Caitlyn Olson

Position:

Associate Faculty Member

Faculty / College Address:

The Faculty of Asian and Middle Eastern Studies

Email:

caitlyn.olson@ames.ox.ac.uk 

Background:

I am a historian of the Maghrib – Morocco in particular – during the early modern period, meaning the 15th-18th centuries. Increasingly, I am also interested in the circulation of ideas, people, and practices between the Maghrib, the Sahel, and West Africa. My current book project, “Creed for the Common Folk,” focuses on disputes among elite theologians about whether and how they ought to intervene in the creedal knowledge of the broader Muslim populace and explores the place of orthodoxy in the ongoing process of Islamization. Research for the project took me to more than a dozen manuscript libraries in Morocco, Algeria, and Tunisia.
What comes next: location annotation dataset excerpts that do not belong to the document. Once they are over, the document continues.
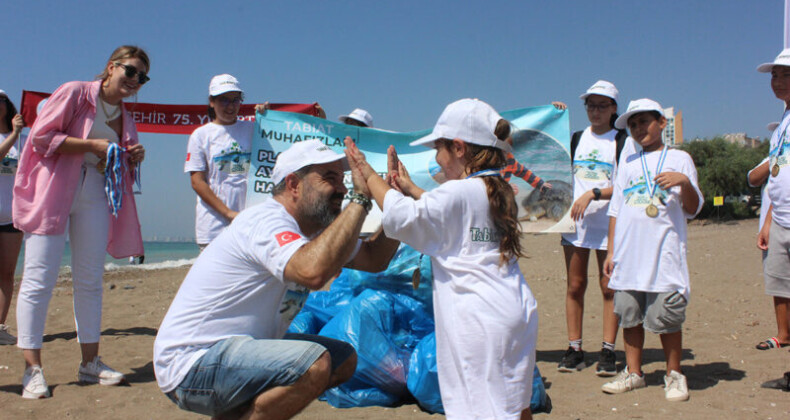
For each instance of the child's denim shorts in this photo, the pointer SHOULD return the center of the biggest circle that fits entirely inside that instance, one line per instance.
(660, 313)
(235, 370)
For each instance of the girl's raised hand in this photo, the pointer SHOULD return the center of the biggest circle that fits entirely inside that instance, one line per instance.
(392, 168)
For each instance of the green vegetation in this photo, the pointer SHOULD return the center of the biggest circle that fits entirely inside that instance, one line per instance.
(722, 169)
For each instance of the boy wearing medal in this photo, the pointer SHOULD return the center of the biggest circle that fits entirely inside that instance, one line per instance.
(774, 235)
(655, 191)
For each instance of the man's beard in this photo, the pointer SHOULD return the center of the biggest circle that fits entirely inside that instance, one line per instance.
(318, 209)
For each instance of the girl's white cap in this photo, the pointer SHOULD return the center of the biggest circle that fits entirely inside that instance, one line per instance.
(783, 59)
(222, 83)
(603, 88)
(635, 107)
(470, 120)
(360, 115)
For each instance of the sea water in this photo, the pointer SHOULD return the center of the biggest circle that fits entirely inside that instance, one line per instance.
(157, 255)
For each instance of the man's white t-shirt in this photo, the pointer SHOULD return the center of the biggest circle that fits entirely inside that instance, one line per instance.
(223, 153)
(8, 166)
(650, 252)
(594, 166)
(486, 316)
(779, 186)
(235, 288)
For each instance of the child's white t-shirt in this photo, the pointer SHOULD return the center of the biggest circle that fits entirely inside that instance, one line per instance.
(8, 166)
(235, 288)
(594, 166)
(650, 253)
(223, 152)
(779, 186)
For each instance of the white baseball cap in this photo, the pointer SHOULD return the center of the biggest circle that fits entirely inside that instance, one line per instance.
(223, 83)
(470, 120)
(305, 153)
(783, 59)
(635, 107)
(360, 115)
(603, 88)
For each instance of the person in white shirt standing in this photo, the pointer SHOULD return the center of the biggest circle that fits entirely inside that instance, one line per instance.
(594, 153)
(218, 158)
(486, 316)
(222, 348)
(774, 236)
(655, 192)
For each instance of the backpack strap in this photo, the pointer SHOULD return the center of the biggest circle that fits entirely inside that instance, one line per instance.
(620, 138)
(575, 143)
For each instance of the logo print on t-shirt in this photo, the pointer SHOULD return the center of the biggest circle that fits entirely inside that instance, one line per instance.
(286, 237)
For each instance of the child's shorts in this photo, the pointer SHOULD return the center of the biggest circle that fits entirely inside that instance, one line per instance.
(659, 313)
(776, 265)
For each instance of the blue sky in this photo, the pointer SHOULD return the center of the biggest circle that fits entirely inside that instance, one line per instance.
(403, 61)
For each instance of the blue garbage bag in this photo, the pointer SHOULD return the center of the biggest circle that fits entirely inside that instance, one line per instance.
(384, 328)
(397, 278)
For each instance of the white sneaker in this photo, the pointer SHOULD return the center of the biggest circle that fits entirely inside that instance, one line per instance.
(96, 372)
(675, 387)
(5, 337)
(624, 382)
(34, 386)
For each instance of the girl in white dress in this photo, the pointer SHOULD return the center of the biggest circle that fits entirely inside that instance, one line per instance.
(486, 316)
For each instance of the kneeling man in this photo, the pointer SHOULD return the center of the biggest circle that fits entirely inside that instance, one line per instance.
(222, 349)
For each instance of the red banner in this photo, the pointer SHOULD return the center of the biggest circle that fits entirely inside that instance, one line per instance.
(161, 118)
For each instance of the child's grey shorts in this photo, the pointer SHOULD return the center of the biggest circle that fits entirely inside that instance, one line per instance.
(660, 313)
(776, 265)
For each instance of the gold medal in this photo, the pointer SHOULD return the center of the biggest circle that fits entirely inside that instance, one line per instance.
(651, 210)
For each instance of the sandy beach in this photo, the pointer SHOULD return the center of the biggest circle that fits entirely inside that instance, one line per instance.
(728, 314)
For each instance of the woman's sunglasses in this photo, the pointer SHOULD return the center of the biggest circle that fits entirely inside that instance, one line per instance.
(132, 71)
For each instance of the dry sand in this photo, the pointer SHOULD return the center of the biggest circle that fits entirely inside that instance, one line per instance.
(728, 314)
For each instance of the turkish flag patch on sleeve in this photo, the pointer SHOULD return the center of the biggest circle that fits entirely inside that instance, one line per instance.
(286, 237)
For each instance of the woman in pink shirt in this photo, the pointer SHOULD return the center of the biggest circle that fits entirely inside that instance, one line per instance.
(60, 184)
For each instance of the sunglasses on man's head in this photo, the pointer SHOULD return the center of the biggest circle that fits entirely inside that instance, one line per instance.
(131, 71)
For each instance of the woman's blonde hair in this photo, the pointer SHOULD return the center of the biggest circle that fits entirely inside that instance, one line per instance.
(123, 52)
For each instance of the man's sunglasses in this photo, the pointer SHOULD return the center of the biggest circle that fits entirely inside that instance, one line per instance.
(132, 71)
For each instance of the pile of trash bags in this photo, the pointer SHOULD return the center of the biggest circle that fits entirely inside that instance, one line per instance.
(390, 323)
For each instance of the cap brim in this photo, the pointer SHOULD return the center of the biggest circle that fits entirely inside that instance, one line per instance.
(221, 91)
(765, 67)
(427, 141)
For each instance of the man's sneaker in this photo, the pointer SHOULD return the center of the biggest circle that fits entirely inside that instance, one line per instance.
(624, 382)
(96, 372)
(34, 386)
(675, 387)
(5, 337)
(572, 360)
(607, 363)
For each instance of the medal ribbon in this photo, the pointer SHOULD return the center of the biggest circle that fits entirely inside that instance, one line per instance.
(486, 172)
(651, 186)
(774, 154)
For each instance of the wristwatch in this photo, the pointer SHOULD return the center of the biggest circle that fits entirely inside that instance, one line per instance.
(360, 199)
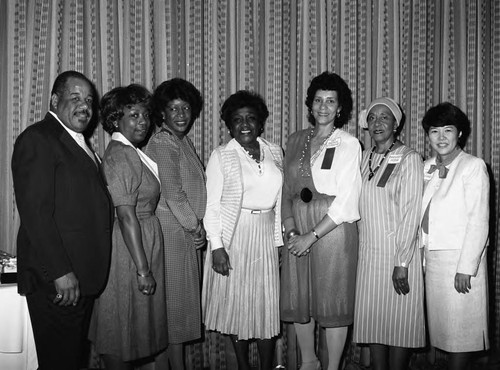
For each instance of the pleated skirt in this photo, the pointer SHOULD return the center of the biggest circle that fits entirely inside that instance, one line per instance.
(320, 285)
(245, 303)
(457, 322)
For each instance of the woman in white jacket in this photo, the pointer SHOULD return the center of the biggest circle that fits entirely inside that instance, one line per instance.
(455, 214)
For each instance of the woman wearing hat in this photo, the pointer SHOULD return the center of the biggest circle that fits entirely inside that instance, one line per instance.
(389, 309)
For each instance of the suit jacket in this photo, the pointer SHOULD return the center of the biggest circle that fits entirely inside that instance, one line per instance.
(459, 209)
(65, 210)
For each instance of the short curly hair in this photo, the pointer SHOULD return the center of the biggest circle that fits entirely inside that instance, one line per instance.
(175, 88)
(113, 102)
(330, 81)
(244, 99)
(447, 114)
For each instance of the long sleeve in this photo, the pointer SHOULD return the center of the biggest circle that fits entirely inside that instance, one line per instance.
(476, 190)
(166, 152)
(212, 221)
(33, 170)
(344, 179)
(409, 204)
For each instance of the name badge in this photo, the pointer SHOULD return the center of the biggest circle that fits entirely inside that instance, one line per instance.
(328, 159)
(334, 143)
(395, 158)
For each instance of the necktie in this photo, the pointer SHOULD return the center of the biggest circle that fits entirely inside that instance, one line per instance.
(81, 141)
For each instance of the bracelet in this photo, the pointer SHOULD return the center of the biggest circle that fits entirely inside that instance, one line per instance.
(198, 228)
(144, 275)
(315, 234)
(292, 232)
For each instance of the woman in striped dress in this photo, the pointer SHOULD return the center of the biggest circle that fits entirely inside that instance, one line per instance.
(176, 105)
(389, 309)
(241, 277)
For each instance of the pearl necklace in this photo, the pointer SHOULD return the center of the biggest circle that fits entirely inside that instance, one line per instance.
(252, 159)
(304, 171)
(372, 172)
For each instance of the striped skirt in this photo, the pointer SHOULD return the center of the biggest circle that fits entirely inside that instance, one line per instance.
(245, 303)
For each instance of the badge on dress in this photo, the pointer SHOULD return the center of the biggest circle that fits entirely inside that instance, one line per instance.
(392, 162)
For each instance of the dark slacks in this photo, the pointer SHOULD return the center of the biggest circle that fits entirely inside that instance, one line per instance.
(60, 332)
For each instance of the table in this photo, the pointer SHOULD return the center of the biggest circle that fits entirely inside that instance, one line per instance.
(17, 345)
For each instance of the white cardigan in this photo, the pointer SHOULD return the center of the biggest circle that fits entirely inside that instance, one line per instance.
(459, 210)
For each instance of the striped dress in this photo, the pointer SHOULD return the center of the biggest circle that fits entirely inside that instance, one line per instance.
(390, 207)
(182, 204)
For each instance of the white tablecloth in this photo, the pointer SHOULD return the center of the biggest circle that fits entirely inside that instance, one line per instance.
(17, 346)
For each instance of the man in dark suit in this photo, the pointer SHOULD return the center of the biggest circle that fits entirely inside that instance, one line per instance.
(63, 244)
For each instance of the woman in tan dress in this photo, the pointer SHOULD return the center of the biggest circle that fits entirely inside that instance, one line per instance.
(130, 321)
(176, 105)
(319, 211)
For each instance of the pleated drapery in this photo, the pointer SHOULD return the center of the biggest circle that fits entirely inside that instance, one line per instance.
(419, 52)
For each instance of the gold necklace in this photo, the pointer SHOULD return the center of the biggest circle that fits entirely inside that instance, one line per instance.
(372, 172)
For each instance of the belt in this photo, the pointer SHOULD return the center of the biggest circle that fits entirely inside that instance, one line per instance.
(306, 195)
(256, 211)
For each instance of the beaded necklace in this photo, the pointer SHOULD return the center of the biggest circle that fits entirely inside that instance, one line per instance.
(252, 159)
(304, 171)
(372, 172)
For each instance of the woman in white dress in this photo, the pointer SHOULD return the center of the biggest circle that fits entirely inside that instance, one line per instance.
(455, 218)
(240, 294)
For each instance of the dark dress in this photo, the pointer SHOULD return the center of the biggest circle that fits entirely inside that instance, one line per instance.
(126, 323)
(321, 284)
(182, 205)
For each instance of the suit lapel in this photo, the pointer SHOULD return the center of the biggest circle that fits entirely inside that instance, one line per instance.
(70, 144)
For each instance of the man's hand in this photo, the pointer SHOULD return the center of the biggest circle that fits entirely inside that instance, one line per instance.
(220, 262)
(68, 290)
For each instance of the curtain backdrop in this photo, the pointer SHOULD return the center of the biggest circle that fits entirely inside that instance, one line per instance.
(420, 52)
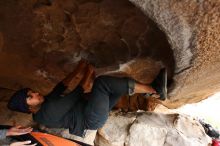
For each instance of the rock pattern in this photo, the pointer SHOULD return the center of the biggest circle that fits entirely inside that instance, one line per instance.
(151, 129)
(192, 28)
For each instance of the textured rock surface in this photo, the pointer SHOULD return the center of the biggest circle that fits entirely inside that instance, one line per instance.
(48, 40)
(151, 129)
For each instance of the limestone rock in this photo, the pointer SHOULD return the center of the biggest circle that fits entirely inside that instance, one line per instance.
(152, 129)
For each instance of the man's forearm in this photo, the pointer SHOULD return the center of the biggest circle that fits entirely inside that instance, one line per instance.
(3, 134)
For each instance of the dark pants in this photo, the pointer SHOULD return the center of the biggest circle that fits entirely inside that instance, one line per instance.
(105, 93)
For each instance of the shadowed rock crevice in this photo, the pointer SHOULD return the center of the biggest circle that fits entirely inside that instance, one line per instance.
(48, 40)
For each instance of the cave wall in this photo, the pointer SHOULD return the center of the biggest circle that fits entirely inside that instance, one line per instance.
(42, 42)
(192, 28)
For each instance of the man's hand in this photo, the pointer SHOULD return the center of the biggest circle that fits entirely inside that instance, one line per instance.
(23, 143)
(18, 131)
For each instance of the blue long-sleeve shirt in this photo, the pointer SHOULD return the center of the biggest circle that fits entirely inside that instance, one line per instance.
(3, 134)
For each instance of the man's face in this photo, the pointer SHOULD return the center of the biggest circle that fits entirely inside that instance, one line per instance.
(34, 98)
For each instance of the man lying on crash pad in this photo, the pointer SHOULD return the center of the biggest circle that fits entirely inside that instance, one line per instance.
(72, 110)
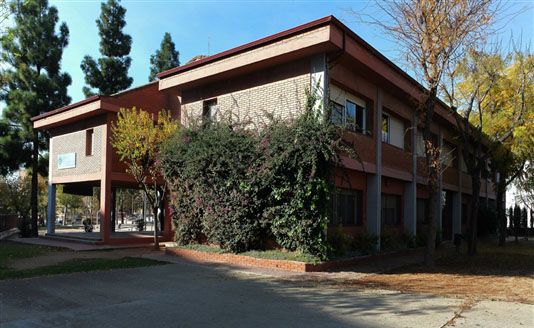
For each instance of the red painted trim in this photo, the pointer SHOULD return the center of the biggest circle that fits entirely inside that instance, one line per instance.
(249, 46)
(65, 108)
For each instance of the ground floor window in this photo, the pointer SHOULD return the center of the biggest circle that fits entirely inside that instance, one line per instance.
(391, 209)
(422, 211)
(347, 207)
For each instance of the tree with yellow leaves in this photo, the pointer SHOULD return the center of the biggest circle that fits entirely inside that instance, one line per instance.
(137, 137)
(493, 96)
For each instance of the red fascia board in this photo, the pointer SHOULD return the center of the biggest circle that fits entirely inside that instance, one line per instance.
(248, 46)
(65, 108)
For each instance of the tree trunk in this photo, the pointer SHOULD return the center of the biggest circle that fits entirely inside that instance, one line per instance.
(156, 241)
(475, 203)
(34, 186)
(501, 216)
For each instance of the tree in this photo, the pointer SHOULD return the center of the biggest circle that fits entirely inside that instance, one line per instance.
(110, 74)
(493, 97)
(517, 221)
(34, 84)
(137, 137)
(165, 58)
(432, 35)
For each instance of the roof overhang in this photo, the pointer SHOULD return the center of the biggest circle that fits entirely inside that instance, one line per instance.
(81, 110)
(299, 42)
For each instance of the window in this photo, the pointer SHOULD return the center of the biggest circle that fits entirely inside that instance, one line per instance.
(351, 116)
(391, 209)
(89, 140)
(420, 144)
(209, 108)
(448, 155)
(347, 207)
(422, 210)
(385, 128)
(392, 131)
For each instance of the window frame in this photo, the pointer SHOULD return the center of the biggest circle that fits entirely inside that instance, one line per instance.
(207, 110)
(387, 134)
(357, 207)
(89, 142)
(398, 205)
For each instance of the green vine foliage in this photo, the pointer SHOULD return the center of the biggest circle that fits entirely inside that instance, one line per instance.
(242, 188)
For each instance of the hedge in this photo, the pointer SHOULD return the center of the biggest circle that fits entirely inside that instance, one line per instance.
(240, 188)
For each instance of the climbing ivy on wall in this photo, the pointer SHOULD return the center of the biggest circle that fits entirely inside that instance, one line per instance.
(241, 188)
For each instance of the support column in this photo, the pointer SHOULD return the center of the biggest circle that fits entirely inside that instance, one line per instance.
(51, 215)
(374, 181)
(457, 198)
(105, 184)
(456, 212)
(105, 209)
(440, 181)
(410, 188)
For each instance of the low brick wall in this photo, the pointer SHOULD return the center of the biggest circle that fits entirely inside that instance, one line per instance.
(206, 257)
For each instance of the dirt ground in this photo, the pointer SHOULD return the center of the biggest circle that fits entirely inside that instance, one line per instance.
(505, 274)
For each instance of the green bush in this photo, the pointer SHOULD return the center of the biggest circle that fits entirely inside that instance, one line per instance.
(238, 187)
(340, 243)
(210, 169)
(365, 243)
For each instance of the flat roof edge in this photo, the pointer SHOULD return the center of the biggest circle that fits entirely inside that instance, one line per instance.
(249, 46)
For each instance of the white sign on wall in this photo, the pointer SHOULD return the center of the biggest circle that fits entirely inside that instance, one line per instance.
(66, 161)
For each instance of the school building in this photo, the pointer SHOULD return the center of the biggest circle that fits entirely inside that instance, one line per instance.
(370, 97)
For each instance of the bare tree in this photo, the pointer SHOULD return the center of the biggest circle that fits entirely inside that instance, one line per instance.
(432, 34)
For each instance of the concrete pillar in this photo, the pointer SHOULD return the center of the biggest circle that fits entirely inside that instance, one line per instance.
(456, 212)
(457, 198)
(374, 181)
(410, 188)
(105, 184)
(51, 215)
(440, 181)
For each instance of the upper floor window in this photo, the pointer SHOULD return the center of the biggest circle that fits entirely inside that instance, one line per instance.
(208, 110)
(348, 111)
(385, 128)
(351, 116)
(448, 154)
(392, 130)
(89, 141)
(347, 209)
(391, 209)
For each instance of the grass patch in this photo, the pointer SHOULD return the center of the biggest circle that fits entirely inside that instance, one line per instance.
(269, 254)
(495, 273)
(287, 256)
(12, 251)
(79, 265)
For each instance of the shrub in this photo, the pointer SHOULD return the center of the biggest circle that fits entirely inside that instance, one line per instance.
(87, 225)
(365, 243)
(339, 243)
(140, 225)
(238, 188)
(210, 169)
(24, 227)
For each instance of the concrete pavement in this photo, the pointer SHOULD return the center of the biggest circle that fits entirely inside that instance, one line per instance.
(191, 295)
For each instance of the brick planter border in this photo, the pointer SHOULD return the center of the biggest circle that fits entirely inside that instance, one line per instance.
(207, 257)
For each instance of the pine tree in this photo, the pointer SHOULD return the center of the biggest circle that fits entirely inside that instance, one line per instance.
(165, 58)
(32, 84)
(110, 74)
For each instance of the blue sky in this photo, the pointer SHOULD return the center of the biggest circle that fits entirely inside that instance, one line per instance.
(222, 24)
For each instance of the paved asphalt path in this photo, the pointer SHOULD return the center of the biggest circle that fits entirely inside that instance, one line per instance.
(190, 295)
Previously, I was a postdoctoral fellow at NYU Abu Dhabi, and I earned my PhD from Harvard’s Department of Near Eastern Languages and Civilizations in 2020. I have a BA in Religion, with a minor in Spanish, from Middlebury College.

Research Interests:

Islamic theology and creed
Islamization
Islamic education beyond the elite
History of the Maghrib, the Sahel, and West Africa
Periodization; the question of an Islamic early modernity

Current Projects:

Book project: “Creed for the Common Folk: Ensuring Orthodoxy in the Early Modern Maghrib”

Courses Taught:

Islamic History and Culture (BA)
Islamic History (BA)
Islamic History (MPhil)
Topics in the History of the Islamic West (MPhil)
Topics in the History of Islamic Popular Religion (BA)

Recent Publications:

“Beyond the Avicennian Turn: The Creeds of Muḥammad b. Yūsuf al-Sanūsī (d. 895/1490).” Studia Islamica 115, no. 1 (2020): 101-140.